Forwarding this bug from Ubuntu reporter Stuart Langridge:
http://bugs.launchpad.net/ubuntu/+source/xserver-xorg-video-intel/+bug/768184

[Problem]
Infrequent gpu lockup on i965.

We've had a handful of reports in the last couple weeks of a gpu lockup
on i965 systems which had not had freeze troubles for a long while (>6
months).  Most reporters have experienced the freeze only once or twice;
they don't know how to reproduce it, nor really have a way to
definitively tell whether it is fixed or just occurs rarely.

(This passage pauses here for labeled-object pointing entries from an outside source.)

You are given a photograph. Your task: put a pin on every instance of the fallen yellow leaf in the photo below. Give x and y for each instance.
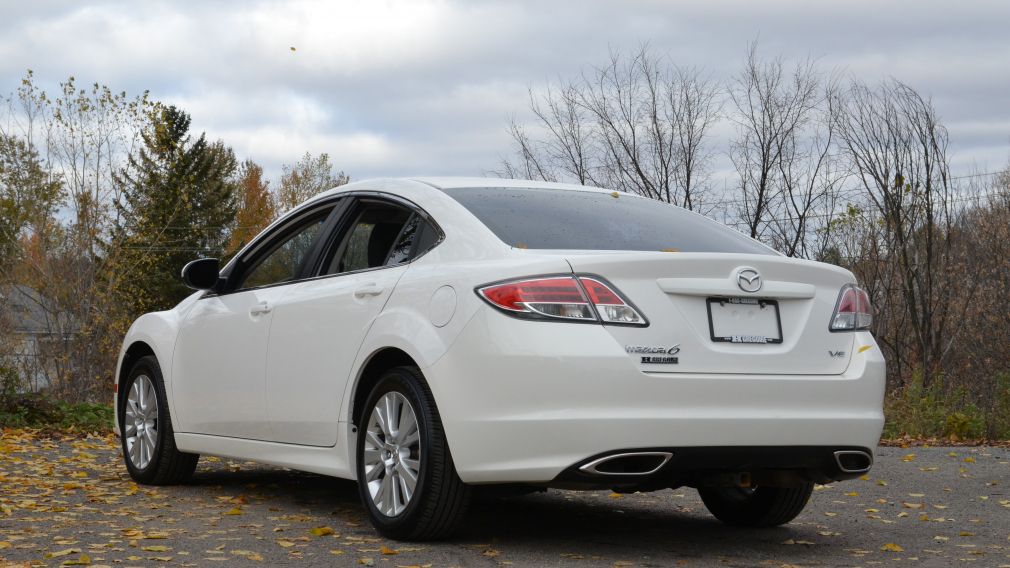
(891, 547)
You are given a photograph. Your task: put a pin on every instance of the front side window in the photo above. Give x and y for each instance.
(282, 262)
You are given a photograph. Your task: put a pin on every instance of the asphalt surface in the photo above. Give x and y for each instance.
(72, 501)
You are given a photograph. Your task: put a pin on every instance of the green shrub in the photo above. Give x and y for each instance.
(36, 409)
(933, 411)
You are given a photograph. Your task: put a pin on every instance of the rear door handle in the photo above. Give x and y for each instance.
(369, 290)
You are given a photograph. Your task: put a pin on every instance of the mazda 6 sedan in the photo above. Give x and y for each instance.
(430, 338)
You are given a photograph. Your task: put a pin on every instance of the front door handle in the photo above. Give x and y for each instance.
(369, 290)
(261, 308)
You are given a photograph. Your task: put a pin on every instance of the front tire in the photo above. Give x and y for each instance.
(147, 440)
(406, 476)
(760, 506)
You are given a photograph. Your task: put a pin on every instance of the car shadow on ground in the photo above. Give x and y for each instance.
(569, 524)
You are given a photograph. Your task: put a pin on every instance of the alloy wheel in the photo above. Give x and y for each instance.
(140, 421)
(391, 455)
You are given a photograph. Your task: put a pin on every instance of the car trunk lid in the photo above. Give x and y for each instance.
(726, 313)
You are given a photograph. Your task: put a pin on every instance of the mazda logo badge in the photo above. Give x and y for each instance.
(748, 280)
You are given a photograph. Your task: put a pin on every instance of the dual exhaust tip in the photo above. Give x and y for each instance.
(629, 463)
(646, 463)
(853, 461)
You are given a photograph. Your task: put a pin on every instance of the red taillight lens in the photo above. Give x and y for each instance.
(548, 297)
(852, 311)
(582, 298)
(609, 304)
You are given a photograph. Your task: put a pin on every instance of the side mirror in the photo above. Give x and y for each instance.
(202, 274)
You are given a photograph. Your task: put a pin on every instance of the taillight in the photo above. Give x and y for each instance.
(852, 310)
(609, 305)
(562, 297)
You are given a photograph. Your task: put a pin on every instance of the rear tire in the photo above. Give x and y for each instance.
(388, 457)
(761, 506)
(146, 437)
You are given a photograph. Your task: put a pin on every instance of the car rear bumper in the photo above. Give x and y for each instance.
(526, 401)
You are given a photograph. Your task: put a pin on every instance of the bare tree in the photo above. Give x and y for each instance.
(897, 148)
(784, 153)
(638, 123)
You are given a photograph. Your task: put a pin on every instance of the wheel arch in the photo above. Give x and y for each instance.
(378, 363)
(132, 354)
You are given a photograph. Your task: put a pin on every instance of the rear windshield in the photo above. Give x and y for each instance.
(584, 220)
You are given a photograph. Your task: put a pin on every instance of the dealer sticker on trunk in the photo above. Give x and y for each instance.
(655, 355)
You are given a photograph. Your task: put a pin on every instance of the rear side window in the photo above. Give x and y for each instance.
(380, 234)
(586, 220)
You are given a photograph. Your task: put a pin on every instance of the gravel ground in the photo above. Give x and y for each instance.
(71, 501)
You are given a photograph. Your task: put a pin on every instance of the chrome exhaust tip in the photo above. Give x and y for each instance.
(628, 463)
(853, 461)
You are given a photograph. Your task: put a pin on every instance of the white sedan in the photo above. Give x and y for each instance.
(430, 337)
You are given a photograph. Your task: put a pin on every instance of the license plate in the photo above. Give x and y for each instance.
(744, 320)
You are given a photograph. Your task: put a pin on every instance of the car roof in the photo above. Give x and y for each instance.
(475, 182)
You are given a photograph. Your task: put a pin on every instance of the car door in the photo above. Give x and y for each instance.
(220, 355)
(320, 323)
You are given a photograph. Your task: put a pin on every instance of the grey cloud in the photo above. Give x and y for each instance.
(410, 87)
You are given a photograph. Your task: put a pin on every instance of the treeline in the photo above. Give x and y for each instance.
(103, 198)
(826, 168)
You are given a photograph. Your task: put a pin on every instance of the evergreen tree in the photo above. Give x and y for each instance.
(179, 201)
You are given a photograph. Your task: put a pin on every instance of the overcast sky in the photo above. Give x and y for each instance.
(393, 88)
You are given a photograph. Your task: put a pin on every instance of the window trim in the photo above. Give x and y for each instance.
(332, 229)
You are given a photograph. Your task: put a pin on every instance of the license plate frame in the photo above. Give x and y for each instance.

I'm forwarding this report on the chance that the bug is a recognizable
one to upstream; I don't think users are going to be able to pinpoint
this down any further.

Bugs I believe to be dupes, all on i965 systems:

768184  IPEHR: 0x01800020
767511  IPEHR: 0x60020100
767425  IPEHR: 0x08000000
757968  IPEHR: 0x14000000

These i965 reports started coming in shortly after when we updated
Ubuntu from xserver 1.10.0 to 1.10.1 and mesa from 7.10.1 to 7.10.2 and
adding patch 25521900d to -intel (bug #35808).  (Due to the
intermittency of the bug I haven't had people try downgrading those
packages.)

[Original Description]
Crash which required reboot. The crash itself is described in https://bugs.launchpad.net/ubuntu/+source/xorg/+bug/768176 and this is after I persuaded apport-gpu-error-intel.py to run.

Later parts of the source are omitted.